Halihazırda yargıya taşıdığımız ÇEDES garabetinin;
•⁠  ⁠Eğitimin Atatürk ilke ve devrimlerine uygun olarak verilmesi gerektiğini belirten Anayasa’nın 42.maddesi ile kamu hizmetlerinin ancak ilgili kamu görevlileriyle verilebileceğini vurgulayan 128.maddesiyle çeliştiği için hukuksuz,
•⁠  ⁠Pedagojiden bihaber şahıslarla çocuklarımızı yan yana getirdiği için tehlikeli, olduğunu bir kez daha vurguluyoruz. 
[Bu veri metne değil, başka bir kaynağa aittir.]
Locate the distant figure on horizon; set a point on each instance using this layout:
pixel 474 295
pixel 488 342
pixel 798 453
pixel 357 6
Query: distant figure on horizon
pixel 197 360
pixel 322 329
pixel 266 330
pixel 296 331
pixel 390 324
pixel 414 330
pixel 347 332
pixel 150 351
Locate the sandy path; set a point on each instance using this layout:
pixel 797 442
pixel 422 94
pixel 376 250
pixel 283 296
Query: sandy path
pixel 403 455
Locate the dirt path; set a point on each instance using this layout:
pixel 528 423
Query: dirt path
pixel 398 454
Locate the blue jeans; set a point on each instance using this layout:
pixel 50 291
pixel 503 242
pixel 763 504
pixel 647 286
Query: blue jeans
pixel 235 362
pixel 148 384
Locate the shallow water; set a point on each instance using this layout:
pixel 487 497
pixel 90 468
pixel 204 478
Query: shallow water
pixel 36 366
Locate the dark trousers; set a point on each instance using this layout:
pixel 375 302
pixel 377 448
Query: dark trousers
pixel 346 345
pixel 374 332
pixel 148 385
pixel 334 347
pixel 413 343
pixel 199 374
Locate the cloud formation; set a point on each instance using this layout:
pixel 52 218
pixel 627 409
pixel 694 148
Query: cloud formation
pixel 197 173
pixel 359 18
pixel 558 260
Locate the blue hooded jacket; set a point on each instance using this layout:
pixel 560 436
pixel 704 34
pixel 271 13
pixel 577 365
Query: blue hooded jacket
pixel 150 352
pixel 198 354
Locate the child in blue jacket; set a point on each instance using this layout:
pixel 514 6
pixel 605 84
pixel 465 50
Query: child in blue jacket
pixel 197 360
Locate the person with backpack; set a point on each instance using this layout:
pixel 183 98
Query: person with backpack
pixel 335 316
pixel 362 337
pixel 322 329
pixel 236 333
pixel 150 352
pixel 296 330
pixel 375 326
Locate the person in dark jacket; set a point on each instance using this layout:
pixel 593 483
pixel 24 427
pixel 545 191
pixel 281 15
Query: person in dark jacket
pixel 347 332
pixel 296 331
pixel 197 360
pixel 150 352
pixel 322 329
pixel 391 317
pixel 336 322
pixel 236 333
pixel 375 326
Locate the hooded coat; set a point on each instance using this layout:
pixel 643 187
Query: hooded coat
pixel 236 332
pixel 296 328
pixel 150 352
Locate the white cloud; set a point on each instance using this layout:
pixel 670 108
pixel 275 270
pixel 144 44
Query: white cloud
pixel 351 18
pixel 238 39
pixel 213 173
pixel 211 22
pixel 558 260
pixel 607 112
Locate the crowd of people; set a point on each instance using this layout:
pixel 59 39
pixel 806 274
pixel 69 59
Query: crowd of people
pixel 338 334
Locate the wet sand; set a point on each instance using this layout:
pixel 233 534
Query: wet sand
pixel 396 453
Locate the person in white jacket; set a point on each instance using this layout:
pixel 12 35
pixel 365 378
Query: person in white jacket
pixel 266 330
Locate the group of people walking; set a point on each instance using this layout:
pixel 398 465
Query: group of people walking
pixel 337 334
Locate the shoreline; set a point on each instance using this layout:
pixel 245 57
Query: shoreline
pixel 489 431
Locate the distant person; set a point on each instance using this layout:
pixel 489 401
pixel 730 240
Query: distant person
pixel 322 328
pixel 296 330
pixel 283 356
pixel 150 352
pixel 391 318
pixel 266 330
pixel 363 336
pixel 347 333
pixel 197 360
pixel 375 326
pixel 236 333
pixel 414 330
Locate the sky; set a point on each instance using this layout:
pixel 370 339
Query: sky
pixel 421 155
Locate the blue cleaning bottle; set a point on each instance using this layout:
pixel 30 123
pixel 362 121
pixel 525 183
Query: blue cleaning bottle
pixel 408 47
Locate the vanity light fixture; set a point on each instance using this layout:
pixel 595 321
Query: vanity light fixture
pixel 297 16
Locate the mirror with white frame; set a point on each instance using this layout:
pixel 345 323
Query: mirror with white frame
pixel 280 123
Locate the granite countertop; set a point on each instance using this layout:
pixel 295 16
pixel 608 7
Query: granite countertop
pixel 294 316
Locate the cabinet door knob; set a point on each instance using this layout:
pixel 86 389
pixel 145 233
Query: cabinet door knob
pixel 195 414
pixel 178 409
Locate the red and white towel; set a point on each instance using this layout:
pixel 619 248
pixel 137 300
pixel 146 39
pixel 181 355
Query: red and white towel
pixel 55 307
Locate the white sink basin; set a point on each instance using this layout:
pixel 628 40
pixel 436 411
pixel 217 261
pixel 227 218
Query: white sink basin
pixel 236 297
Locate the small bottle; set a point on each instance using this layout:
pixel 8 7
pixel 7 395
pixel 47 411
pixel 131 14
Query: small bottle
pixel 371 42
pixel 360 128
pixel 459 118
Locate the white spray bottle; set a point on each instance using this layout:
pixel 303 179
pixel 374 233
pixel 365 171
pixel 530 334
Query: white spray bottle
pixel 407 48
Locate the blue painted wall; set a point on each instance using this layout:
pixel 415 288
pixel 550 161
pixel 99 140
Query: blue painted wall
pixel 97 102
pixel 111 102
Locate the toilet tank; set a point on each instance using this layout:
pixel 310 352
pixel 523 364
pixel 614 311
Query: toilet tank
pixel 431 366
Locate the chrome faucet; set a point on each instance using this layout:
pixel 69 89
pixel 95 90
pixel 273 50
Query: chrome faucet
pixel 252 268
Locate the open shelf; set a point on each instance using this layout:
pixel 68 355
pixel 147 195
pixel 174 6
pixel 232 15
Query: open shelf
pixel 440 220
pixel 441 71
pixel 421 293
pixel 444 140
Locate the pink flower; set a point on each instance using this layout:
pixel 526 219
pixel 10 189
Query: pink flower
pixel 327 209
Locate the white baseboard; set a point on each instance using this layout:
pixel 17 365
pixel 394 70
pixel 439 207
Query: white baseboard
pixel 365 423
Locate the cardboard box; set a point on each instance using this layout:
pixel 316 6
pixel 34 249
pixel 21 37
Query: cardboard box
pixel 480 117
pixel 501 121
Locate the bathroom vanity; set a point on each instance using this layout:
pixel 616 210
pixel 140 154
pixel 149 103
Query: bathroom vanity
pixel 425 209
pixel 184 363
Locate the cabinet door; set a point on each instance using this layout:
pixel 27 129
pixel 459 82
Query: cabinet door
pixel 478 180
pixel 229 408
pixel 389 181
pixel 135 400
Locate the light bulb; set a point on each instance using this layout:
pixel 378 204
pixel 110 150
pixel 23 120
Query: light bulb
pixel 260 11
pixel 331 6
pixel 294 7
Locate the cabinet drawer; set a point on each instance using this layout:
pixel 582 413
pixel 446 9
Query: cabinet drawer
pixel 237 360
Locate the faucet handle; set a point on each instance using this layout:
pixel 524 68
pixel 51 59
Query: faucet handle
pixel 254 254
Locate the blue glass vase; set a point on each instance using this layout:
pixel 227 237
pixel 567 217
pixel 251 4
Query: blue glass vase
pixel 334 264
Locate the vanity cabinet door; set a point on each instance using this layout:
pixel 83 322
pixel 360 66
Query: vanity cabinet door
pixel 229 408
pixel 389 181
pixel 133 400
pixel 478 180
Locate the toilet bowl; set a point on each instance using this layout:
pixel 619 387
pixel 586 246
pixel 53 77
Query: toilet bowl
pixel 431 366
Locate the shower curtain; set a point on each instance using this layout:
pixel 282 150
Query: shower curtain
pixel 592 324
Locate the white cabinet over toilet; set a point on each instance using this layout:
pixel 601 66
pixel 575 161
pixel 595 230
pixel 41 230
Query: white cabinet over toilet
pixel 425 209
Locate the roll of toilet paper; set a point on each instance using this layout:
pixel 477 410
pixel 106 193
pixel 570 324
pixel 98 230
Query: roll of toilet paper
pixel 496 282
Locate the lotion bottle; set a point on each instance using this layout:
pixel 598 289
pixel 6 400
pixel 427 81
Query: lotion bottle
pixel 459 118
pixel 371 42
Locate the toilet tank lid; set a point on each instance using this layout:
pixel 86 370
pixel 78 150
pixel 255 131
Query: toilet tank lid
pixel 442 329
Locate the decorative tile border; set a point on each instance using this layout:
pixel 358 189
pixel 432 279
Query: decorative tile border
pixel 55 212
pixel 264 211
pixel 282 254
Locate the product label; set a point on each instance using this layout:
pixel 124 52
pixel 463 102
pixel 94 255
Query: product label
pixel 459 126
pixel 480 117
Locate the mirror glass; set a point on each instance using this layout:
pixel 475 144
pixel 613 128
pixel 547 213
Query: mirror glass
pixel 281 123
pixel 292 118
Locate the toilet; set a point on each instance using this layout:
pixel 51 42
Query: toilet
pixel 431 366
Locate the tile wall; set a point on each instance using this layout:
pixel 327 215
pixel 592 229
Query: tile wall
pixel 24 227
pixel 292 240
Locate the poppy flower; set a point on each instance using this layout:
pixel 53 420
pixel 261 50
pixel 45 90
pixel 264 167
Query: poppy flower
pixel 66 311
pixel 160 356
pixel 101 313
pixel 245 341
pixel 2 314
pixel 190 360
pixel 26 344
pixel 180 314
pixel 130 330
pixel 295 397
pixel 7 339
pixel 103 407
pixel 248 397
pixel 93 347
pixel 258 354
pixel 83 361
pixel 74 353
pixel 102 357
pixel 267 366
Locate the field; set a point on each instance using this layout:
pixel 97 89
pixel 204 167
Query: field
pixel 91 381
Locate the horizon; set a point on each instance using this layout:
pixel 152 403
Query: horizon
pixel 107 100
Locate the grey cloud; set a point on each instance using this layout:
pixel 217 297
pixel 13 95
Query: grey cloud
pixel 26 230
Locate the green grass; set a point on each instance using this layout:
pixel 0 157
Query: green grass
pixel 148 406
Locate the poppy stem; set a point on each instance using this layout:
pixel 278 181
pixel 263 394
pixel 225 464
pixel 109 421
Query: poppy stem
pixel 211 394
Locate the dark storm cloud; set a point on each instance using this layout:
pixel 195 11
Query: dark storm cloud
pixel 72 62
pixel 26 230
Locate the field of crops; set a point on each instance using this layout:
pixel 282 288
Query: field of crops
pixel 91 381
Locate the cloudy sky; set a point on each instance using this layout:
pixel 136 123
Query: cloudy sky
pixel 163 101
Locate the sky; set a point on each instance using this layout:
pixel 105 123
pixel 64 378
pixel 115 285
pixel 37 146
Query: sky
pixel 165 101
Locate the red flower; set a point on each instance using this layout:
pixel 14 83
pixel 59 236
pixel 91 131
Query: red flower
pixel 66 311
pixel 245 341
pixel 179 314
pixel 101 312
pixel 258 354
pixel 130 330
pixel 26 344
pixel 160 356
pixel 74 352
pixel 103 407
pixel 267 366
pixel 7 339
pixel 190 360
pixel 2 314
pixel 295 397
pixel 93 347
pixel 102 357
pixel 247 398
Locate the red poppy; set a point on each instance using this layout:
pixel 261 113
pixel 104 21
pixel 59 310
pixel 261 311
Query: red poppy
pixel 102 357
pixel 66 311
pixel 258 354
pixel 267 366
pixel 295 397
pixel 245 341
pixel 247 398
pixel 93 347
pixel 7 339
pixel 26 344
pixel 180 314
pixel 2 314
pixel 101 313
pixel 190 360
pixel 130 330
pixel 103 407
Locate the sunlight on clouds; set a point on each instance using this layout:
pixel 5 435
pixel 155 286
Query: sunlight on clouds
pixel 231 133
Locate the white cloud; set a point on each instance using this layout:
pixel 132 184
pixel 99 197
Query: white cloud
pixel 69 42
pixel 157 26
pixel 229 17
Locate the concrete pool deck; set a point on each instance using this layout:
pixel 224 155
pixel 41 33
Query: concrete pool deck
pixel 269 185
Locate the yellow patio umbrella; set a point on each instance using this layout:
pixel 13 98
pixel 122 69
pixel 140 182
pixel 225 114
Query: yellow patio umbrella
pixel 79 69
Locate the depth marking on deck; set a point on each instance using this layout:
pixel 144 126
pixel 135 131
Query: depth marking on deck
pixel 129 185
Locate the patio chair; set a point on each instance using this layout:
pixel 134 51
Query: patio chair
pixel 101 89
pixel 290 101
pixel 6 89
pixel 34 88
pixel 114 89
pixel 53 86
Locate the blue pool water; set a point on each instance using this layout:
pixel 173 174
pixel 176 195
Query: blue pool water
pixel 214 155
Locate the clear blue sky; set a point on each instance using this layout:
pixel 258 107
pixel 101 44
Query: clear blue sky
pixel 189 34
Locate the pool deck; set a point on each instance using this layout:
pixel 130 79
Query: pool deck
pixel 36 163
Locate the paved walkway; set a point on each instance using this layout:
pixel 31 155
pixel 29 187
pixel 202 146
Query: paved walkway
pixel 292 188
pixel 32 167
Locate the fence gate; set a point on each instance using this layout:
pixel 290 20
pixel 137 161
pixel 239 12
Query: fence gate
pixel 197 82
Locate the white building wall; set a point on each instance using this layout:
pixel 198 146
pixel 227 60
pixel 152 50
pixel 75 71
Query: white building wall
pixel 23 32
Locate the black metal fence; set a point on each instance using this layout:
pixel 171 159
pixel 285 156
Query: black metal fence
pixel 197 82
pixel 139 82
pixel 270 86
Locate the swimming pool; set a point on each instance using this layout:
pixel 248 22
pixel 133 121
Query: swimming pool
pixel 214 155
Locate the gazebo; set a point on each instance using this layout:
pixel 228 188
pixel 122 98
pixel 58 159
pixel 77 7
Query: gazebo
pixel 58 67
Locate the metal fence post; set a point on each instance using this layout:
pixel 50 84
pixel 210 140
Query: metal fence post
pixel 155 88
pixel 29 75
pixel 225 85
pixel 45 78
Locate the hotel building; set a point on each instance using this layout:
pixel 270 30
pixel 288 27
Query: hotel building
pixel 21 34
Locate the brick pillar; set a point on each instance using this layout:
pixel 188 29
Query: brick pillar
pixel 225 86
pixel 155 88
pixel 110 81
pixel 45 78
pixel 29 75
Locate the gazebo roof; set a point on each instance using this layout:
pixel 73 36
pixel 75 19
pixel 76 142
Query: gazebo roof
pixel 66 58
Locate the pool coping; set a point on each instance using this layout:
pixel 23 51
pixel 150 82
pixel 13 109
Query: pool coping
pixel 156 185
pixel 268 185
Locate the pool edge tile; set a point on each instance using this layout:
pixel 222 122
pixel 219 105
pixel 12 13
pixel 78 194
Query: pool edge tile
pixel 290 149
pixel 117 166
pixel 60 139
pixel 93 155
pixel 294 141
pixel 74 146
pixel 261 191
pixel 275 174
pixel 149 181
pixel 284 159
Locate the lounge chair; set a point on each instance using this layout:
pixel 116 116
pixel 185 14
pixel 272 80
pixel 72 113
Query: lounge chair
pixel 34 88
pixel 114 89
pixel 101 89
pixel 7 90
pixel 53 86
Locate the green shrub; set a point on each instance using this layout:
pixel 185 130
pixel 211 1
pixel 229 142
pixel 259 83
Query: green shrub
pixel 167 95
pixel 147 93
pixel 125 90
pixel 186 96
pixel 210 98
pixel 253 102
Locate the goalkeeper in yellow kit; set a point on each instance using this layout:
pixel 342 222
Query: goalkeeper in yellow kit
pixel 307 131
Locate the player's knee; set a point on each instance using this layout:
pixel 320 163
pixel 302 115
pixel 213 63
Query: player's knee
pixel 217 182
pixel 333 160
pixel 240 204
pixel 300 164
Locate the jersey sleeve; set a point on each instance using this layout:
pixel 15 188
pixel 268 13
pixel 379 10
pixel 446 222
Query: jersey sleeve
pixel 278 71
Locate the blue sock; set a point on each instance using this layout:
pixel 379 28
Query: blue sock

Amacın din öğretimi olmadığını biliyoruz, çünkü fazlasıyla Din Kültürü ve Ahlak Bilgisi öğretmeni zaten mevcut. Amacın "değerler eğitimi" de olmadığını herkes çok iyi biliyor. Zira tüm öğretmenlerimiz bu alanda yeterince donanımlıyken, özellikle bu konuda uzmanlaşmış Psikolojik Danışmanlık ve Rehberlik (PDR) öğretmenlerimiz de var.
Bugün atama bekleyen çok sayıda PDR öğretmenimiz, okullarda rehberlik çalışmalarının daha etkin ve sağlıklı yürütülmesini bekliyor. Eğitimin niteliğini artırmak ve öğrencilerimize daha iyi bir gelecek sunmak için, acilen daha fazla rehber öğretmen ataması yapılmalıdır.
Okullar, öğretmenlerin çalışma alanıdır. Eğitim, öğretmenlerin işidir. Okulda dersleri öğretmenler verir. Herkes yerini ve haddini bilsin!
Eğitim, öğretmenle yapılır. Öğretmen, Başöğretmeninin kendisine emanet ettiği öğrencilerine her zaman sahip çıkar. Bu görevi yerine getirdiği için gericilerin hedef aldığı öğretmene ise Başöğretmenin eğitim neferlerinin ortak çatısı olan Eğitim-İş sonuna kadar sahip çıkar. Bunu tekrar tekrar göstermek, Cumhuriyet dersi vermek görevimizdir. Vereceğiz!”